OK, let's get right to the point: I'm a bit disappointed with Osprey's Manta series hydration daypacks. In the end, I'm probably being overly picky, but considering the competition out there, Osprey could have done just a tad better.
All it needed to do was stitch a hydration hose pass-through in the top of these packs, which come in both Manta 30 (3-liter) (MSRP $149) and Manta 25 (2.5 liter) (MSRP $139) versions. But for some reason the designers figured they'd bypass a reinforced slit in the fabric and simply count on you closing the zipper on the reservoir pocket until it meets the hose.

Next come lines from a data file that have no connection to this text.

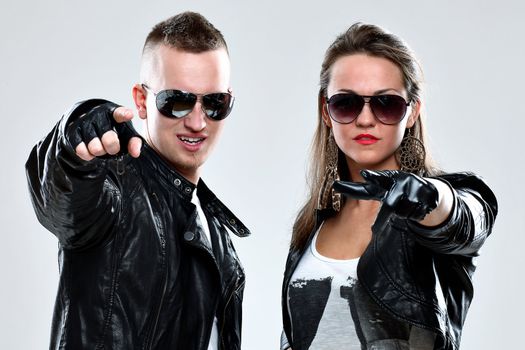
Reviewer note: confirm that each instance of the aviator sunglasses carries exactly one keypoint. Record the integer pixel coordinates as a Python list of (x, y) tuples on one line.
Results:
[(344, 108), (178, 104)]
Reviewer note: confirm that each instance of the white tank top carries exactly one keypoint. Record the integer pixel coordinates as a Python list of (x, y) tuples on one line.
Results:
[(330, 309)]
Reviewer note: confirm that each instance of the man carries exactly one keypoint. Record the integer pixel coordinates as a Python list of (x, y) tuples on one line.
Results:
[(145, 257)]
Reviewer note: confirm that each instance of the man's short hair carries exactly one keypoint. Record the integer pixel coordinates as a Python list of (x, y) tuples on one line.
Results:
[(187, 31)]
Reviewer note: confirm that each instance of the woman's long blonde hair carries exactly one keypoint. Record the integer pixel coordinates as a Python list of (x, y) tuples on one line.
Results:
[(358, 39)]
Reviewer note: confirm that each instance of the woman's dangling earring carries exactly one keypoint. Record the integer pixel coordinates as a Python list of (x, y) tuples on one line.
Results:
[(411, 154), (331, 175)]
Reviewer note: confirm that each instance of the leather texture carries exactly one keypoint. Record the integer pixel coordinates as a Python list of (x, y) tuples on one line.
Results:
[(407, 195), (418, 274), (136, 270)]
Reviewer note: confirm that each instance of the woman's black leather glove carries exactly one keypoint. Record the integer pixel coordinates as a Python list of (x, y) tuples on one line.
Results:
[(409, 196)]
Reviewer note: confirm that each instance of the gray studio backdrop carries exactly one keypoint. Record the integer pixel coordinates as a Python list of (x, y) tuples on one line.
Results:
[(54, 53)]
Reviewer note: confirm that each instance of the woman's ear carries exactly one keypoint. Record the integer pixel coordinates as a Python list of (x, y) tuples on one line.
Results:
[(324, 112), (414, 113), (139, 97)]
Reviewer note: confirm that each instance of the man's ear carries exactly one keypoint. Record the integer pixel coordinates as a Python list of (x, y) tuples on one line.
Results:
[(139, 97), (414, 114)]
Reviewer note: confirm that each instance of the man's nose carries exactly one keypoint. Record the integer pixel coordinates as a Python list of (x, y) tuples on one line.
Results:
[(196, 119)]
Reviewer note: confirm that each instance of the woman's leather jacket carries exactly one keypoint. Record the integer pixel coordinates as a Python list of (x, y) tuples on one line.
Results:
[(136, 271), (421, 274)]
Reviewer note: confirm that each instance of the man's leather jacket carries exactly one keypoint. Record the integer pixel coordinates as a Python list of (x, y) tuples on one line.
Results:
[(420, 274), (136, 270)]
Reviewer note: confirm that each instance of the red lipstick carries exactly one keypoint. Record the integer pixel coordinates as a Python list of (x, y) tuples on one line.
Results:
[(365, 139)]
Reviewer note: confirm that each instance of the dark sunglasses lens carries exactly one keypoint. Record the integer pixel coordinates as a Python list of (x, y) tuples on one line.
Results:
[(175, 103), (389, 109), (344, 108), (217, 106)]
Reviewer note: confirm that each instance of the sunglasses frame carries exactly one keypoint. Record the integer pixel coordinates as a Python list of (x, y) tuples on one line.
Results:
[(198, 97), (366, 99)]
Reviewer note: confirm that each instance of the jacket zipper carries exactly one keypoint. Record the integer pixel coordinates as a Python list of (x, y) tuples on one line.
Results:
[(165, 285), (235, 289)]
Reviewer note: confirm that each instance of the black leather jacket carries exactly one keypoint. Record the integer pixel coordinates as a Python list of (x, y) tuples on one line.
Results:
[(135, 269), (419, 274)]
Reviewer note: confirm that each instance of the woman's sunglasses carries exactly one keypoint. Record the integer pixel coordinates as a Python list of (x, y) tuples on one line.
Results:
[(388, 109), (178, 104)]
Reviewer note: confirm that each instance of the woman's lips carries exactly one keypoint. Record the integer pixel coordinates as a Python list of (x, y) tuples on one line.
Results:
[(365, 139)]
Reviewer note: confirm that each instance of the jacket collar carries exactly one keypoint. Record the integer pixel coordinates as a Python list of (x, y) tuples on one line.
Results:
[(209, 201)]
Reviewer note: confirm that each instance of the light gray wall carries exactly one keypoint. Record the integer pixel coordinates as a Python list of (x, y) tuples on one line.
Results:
[(54, 53)]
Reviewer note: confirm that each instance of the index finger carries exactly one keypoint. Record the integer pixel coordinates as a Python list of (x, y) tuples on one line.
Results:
[(359, 190), (122, 114)]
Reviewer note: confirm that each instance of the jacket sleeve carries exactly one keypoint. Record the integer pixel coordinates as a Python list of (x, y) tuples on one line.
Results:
[(76, 200), (470, 221)]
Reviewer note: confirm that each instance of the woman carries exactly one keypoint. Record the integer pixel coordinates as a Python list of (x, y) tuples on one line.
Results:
[(389, 264)]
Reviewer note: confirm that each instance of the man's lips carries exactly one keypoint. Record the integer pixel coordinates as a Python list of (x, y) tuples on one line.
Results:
[(365, 139), (192, 142)]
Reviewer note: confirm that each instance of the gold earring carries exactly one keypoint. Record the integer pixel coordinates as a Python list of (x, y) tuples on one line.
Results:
[(411, 154), (331, 175)]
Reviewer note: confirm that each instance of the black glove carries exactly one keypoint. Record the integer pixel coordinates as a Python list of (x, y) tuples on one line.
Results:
[(408, 195)]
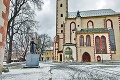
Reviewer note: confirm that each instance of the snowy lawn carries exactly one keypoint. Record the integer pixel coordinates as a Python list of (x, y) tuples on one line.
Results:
[(64, 71)]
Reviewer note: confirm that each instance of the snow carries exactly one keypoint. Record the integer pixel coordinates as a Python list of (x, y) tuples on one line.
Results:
[(63, 71)]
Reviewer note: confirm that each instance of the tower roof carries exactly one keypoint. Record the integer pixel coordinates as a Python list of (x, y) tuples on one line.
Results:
[(90, 13)]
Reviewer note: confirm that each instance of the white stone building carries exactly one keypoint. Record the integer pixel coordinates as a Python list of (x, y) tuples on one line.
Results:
[(86, 36)]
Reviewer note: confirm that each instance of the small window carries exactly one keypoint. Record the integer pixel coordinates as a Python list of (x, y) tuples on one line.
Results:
[(81, 40), (61, 31), (61, 5), (61, 15), (61, 25), (88, 42)]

Unfortunately, that can place zipper teeth against drinking hose. True, the zipper teeth in this case are nylon, so they're not as abrasive as metal zipper teeth would be. But why not simply employ a pass-through slit as many other pack makers do? That minimizes the abrasion on the drinking hose, you can completely close the zipper on the reservoir pocket, and you have cleaner lines.

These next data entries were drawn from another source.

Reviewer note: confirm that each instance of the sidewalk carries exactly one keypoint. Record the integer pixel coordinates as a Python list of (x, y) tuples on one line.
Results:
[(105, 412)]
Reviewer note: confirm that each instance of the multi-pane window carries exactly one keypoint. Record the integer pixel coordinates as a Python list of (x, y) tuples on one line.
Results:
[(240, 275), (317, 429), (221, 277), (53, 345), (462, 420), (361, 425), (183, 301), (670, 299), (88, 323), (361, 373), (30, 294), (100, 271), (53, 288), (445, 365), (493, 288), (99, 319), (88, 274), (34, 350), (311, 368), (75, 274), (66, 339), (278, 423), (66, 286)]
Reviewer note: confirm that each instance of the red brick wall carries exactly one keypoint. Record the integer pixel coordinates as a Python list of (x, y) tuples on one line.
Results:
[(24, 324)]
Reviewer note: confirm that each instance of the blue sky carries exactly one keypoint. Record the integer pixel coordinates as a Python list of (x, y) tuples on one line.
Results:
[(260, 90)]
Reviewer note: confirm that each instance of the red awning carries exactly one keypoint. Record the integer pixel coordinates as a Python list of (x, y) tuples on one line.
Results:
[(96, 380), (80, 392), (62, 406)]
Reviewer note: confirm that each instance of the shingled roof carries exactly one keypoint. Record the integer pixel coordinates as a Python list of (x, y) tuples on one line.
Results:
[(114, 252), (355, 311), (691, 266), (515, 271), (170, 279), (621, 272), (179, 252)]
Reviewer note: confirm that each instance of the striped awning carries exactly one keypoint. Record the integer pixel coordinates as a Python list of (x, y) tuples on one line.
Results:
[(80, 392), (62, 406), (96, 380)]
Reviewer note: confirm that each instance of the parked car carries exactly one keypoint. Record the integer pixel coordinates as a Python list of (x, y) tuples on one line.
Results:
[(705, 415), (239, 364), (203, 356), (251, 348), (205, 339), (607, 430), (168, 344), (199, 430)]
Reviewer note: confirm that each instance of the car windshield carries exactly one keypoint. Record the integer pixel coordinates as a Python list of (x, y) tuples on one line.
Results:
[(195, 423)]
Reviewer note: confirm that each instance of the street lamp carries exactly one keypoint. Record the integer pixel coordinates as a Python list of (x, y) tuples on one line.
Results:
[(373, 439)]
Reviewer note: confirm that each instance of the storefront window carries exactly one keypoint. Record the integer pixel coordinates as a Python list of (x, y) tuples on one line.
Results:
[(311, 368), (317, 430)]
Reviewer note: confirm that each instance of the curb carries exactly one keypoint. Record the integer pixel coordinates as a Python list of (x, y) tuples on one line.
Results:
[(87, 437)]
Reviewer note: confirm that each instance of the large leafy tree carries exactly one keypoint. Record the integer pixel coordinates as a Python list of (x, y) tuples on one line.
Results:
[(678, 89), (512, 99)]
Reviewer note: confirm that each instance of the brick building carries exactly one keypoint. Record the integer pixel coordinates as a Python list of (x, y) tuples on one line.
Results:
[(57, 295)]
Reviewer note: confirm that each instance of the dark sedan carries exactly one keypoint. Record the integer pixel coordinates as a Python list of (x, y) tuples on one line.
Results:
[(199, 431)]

Moving on ... the hydration reservoir has a nice, nearly 4-inch-wide cap for easy filling and cleaning. The reservoir compartment in the pack is anatomically shaped out of molded plastic, both for comfort and to stabilize the water pouch while you're hiking. And the reservoir pouch itself has a rigid spine that aids in sliding the pouch into the pack. Plus, the reservoir features an anti-microbial coating. (Note: Be sure with any hydration pack to test the reservoir before you plan to head out for your first hike with it. I waited too late -- about an hour before my hike in the Cactus Forest at Saguaro -- and discovered this one leaked. Osprey promptly replaced it.)

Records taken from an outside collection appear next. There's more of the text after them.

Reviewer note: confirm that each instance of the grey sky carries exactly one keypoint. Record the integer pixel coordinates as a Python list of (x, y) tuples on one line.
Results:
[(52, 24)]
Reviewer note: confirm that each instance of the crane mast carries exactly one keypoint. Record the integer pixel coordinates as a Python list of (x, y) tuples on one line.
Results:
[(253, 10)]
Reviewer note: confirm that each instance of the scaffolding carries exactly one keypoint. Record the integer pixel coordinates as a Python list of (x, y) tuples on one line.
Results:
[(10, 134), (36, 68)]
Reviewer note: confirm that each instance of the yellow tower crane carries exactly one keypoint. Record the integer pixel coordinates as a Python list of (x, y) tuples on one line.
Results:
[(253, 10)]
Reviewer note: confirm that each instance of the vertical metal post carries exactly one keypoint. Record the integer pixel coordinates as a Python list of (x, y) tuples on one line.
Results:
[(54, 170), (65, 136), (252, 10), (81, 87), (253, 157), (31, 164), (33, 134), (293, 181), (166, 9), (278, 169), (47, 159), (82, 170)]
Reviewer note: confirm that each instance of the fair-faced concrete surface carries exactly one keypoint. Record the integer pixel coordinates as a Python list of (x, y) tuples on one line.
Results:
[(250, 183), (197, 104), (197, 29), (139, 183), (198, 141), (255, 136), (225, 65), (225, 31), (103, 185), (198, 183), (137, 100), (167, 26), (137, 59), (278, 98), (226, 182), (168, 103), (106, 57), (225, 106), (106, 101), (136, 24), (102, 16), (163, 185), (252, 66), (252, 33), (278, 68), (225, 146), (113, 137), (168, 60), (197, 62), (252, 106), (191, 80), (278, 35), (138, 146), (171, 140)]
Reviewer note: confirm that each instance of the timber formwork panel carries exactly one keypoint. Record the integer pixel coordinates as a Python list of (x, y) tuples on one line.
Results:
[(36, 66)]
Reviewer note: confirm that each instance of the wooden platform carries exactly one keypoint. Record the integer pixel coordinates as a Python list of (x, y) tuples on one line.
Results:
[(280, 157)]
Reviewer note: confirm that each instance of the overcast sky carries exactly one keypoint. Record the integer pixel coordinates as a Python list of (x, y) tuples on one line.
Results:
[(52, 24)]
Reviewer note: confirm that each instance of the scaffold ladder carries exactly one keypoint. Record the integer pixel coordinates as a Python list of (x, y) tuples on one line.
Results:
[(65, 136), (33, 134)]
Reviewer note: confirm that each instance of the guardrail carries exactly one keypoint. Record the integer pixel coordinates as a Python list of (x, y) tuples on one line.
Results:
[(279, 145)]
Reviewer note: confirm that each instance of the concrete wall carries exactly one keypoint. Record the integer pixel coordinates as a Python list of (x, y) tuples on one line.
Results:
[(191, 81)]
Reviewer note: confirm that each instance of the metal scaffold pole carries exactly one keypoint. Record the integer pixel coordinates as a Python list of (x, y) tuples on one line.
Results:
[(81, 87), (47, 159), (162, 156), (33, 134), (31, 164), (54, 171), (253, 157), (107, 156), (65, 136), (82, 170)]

As for the rest of the pack, it's pretty sweet. It's the first daypack I've encountered that incorporates two small zippered pockets on the hipbelt where you can stash a cellphone, flashlight, wallet -- whatever small essentials or items you want close at hand.
The suspension system is pretty cool, too. When I first put on this 1,800-cubic inch (medium/large sizes; 1600 for smaller frames) daypack, it felt too small for my 6-foot-1 frame. But after wearing it around Saguaro, Arches and Canyonlands national parks, I came to find this pack refreshingly comfortable. Part of that comfort stems from the "Airspeed Suspension" system that revolves around an alloy frame. Against this frame the company stretches a mesh screen that rides against your back. The curve in the back panel of the Manta provides an air space of a couple inches or so that helps keep your back cool.
The shoulder harnesses feature this same mesh wrapped around slotted foam straps. The slots help with air flow, and the foam provides great comfort. A possible problem, though, is the sternum strap. It includes a built-in magnet that is supposed to keep your hydration reservoir's bite-valve ever-present. Unfortunately, if you don't always keep the sternum strap connected, it tends to flap around excessively, thanks to the weight of that magnet. The solution, of course, is to keep the strap connected.
Also somewhat curious are the "ErgoPull" straps on the hipbelt you tug on to cinch the belt. The only problem with these is as you pull on the straps, they loop out away from the hipbelt and potentially can snag on vegetation or rocks as you travel up and down the trail. Again, this probably falls under the nitpick category, for they do make cinching the hipbelt a cinch.
A few other attributes of the Manta should be noted:
* There's one main voluminous compartment; a top "slash pocket" with a fabric Osprey promises won't scratch your sunglasses or camera; a woven, stretchy outer front pocket, and; a zippered compartment on this pocket that is divided in two.
* There's no daisy chain for attaching whatever, but there is yet another front pocket that you can stash things like a rain jacket or snack into, and on the front of this pocket is a patch that you can thread the hipbelt through if you don't want to wear it, or attach a blinker light to.
* It has a built-in raincover
* For climbers or cyclists, there's a helmet attachment loop on the top of the pack
* Ample compression straps are on board to cinch things down
* A stow system that allows you to stash hiking poles.